Figuring out what exactly needs to be updated, and only updating that without having to recompute everything throughout.

How does it work?

You don’t really need to do anything special, just focus on defining the transformation needed.
CocoIndex Engine

CocoIndex automatically tracks the lineage of your data and maintains a cache of computation results. When you update your source data, CocoIndex will:

  1. Identify which parts of the data have changed
  2. Only recompute transformations for the changed data
  3. Reuse cached results for unchanged data
  4. Update the index with minimal changes

And CocoIndex will handle the incremental processing for you.

CocoIndex provides two modes to run the pipeline:

  • One-time update: Once triggered, CocoIndex updates the target data to reflect the version of source data up to the current moment.
  • Live update: CocoIndex continuously reacts to changes of source data and updates the target data accordingly, based on various change capture mechanisms for the source.

Both modes run with incremental processing. You can view more details in Life Cycle of an Indexing Flow.

Who needs incremental processing?

Many people may think incremental processing is only beneficial for large scale data. Thinking carefully, it really depends on the cost and requirement for data freshness.
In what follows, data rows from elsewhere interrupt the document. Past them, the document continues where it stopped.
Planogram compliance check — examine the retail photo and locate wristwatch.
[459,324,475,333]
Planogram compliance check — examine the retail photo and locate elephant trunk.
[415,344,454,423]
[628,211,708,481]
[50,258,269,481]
Google processes huge scale data, backed by a huge amount of resources. Your data scale is much less, but your resource provision is also much more limited.

Incremental processing is needed under the following conditions:

  • High freshness requirement

    For most user-facing applications this is needed. e.g. users update their documents, and it’s unexpected if they see stale information in search results.

    If the search result is fed into an AI agent, it may mean an unexpected response to users (i.e. an LLM generates output based on inaccurate information). It’s more dangerous and users may even take the unexpected response without noticing.

  • Transformation cost is significantly higher than retrieval itself

Overall, say T is your most acceptable staleness. If you don’t want to recompute the whole thing repeatedly every cycle of T, you will need incremental processing more or less.

How CocoIndex does incremental processing, by examples

We could take a look at a few examples to understand what CocoIndex handles behind the scenes for incremental processing.

Example 1: Update a document

Consider this scenario:

  • I have a document. Initially, it’s split into 5 chunks, resulting in 5 rows with their embeddings in the index.
  • After it’s updated, 3 of them are exactly the same as previous. Others are changed.

Incremental Update Example

So we need to keep 3 rows, remove 2 previously existing rows, and add 2 new rows. These need to happen behind the scenes:

  • Ideally, we only recompute embeddings for the 4 new rows, and reuse them for 3 unchanged chunks. This can save computation cost especially when the embedding API charges by usage. CocoIndex achieves this by maintaining a cache for heavy steps like embedding, and when the input for a transformation step isn’t changed, the output will be reused.
  • Besides, we also maintain a lineage tracking in the internal storage. It keeps track of which rows in the index are derived from the previous version of this document, to make sure stale versions are properly removed.

CocoIndex takes care of this.

Example 2: Delete a document

Continuing with the same example. If we delete the document later, we need to delete all 7 rows derived from the document. Again, this needs to be based on the lineage tracking maintained by CocoIndex.

Example 3: Change of the transformation flow

The transformation flow may also be changed, for example, the chunking logic is upgraded, or a parameter passed to the chunker is adjusted. This may result in the following scenario:

  • Before the change, the document is split into 5 chunks, resulting in 5 rows with their embeddings in the index.
  • After the change, they become 6 chunks: 4 of the previous chunks remain unchanged, the remaining 1 is split into 2 smaller chunks.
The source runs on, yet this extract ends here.